Bem-vindo, ROAs!

An unprecedented number of 206 NOCs will participate in the Games of the XXXI Olympiad, a mere five months from now. Kosovo and South Sudan will make their debut, with high hopes accompanying especially Kosovarian Judoka Majlinda Kelmendi, a two time world champion in the under 52kg class. But there will be a 207th team at the Opening Ceremony…

The International Olympic Committee Executive Board has now agreed on detailed plans for a team of Refugee Olympic Athletes (ROA). 43 athletes from various countries of origin have been preseleceted, with approximately five to ten to qualify for the Games. They will live at the Olympic Village, receive a welcoming ceremony (as every other team), will march as the penultimate team (before host Brazil) at the Opening Ceremony, and use the Olympic Flag and Anthem for any official representation (including potential medal ceremonies).

To have athletes participating in the Olympics without an NOC supporting them is unusual but certainly not unheard of. In 1992 several Yugoslav and Macedonian athletes took part as Independent Olympic Participants (IOP) while their country was under UN sanctions in the wake of the Yugoslav Wars. Sydney saw four athletes from East Timor participate during their country’s transition to independence and before the formation of its own NOC. In London 2012 athletes from the former Netherlands Antilles took part as independents with Marathon runner Guor Marial from newly independent South Sudan joining them.

Not even the scale is new. The IOPs in Barcelona consisted of 58 athletes, far more than the ‘5 to 10’ which are now planned for the ROA-team. But it is still, in many ways, a new approach. The ROAs will come from a wide variety of countries torn apart by war, terrorism and violence. They will be a living symbol for the devastating state of humanity in many regions of the world right now. But aren’t they merely ‘used’ for this purpose? Aren’t they being ‘used’ to verify the extensive efforts by the IOC, cooperating with the UN High Commissioner for Refugees (UNHCR) and other inter-governmental agencies and NGOs in the area of humanitarian assistance? By creating a ‘team’ of refugees who are coming from diverse backgrounds with totally different nationalities, most likely even from different continents, isn’t the IOC to some extent stigmatizing them by labeling them ‘refugees’, as if they were a homogenous group, which they clearly aren’t?
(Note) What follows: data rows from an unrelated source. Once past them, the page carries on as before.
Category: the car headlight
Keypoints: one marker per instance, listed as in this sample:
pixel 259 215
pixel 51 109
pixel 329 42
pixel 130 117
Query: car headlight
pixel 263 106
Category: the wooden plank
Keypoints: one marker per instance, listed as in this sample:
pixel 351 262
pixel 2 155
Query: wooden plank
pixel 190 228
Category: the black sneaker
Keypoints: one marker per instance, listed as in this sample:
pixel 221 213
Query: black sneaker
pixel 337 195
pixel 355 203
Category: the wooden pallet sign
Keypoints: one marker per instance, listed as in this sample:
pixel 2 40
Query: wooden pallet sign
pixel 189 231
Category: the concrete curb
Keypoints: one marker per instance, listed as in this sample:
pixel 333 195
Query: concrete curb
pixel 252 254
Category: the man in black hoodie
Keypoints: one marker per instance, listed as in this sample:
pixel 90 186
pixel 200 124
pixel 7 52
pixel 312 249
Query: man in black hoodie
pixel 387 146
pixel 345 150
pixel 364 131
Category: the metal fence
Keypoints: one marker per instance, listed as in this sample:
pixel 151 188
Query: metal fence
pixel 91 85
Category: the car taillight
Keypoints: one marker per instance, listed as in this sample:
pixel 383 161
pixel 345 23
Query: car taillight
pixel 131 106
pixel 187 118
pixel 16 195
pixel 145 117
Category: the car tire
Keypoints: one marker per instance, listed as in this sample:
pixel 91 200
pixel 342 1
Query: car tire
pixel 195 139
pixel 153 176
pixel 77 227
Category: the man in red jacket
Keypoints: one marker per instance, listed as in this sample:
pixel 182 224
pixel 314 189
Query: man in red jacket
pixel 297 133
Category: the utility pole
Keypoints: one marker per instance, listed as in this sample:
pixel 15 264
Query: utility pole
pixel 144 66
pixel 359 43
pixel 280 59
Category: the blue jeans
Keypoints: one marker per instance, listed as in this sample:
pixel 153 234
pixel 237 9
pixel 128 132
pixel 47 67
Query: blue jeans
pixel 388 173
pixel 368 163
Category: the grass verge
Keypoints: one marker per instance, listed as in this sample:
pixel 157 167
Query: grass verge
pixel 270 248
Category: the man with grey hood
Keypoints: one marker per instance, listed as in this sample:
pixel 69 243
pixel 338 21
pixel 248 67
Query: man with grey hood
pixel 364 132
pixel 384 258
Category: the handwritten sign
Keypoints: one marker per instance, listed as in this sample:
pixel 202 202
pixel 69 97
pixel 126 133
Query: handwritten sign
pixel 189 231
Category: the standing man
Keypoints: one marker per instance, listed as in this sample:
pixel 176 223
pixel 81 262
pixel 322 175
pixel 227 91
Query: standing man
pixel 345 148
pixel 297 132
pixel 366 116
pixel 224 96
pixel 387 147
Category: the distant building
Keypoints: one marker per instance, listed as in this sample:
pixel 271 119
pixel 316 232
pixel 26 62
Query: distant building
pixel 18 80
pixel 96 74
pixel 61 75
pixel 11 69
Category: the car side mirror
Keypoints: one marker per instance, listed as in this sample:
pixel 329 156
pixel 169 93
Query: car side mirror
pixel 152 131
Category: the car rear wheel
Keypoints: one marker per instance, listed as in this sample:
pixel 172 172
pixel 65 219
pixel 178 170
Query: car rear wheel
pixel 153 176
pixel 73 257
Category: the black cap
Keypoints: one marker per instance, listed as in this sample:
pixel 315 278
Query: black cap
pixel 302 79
Those are legitimate questions that have been raised already and that should be raised in the run-up to the Games. Especially when it comes to the question whether this could set a precedent for future Games.

What can be done about the so-called ‘refugee crisis’? Fight the causes that compel people to flee their homes, their countries. Of course, that is what needs to be done. That is what so many countries, especially industrialized nations, have for far too long neglected to do, allowing despots, warlords, terrorist groups and radicalized religious fanatics to emerge. But (1.) this is a long-term solution, nothing that would immediately adress the plight of refugees, people who are often in urgent need of immediate assistance, and (2.) this is not a task for the Olympic Movement.

Don’t get me wrong, the IOC does a lot of humanitarian work, often unnoticed by the media. They have a large number of programmes, working together with UNHCR, WHO, the Red Cross Movement, etc. to alleviate the situation of the most vulnerable parts of societies in many parts of the world, to promote human rights, gender equality, and education, to combat HIV/AIDS, to rehabilitate former child soldiers, and to bring hope, where there seems to be nothing left to hope for. These efforts deserve to receive more publicity, no doubt about that. And if the ROAs shed some light on them, so be it. Yes, it’s self-advertising, and I would condemn it as such, if it were only that. But it isn’t…

The Olympics were founded as a competition between individual athletes and (depending on the sport and discipline) teams, not between nations. 120 years after the 1896 Olympics in Athens, athletes are still being sent to compete in them by National Olympic Committees, not national governments. Indeed the IOC and other sports authorities have been known to show ‘allergic reactions’ when faced with governmental or other political interference in the issues of NOCs, following the boycotts of the cold war era, and in some cases culminating in the suspension of entire NOCs (Kuwait is currently suspended. Its athletes will most likely compete in Rio, but only using the Olympic Flag and Anthem.).

In that regard, the refugee ‘team’ does not constitute any sort of national distinction. It doesn’t necessarily create the impression of a homogenous group. These are merely individual athletes who are, according to the athletic merits, capable of competing in the Olympics and just lacking any National Olympic Committee to turn to, which would accept them as members of its team. It has been done in the past, to enable talented athletes who have reached the qualification criteria to participate in the Games, should their individual situation, without their own fault, hinder them from being nominated by an NOC. That last part is the only missing step for these athletes. If you look at it that way, it’s not a big deal, after all. Not much more than a bureaucratic issue, or so it seems. But to those athletes, whose dreams will come true, even in the darkest of times, this ‘not so big deal’ will mean everything.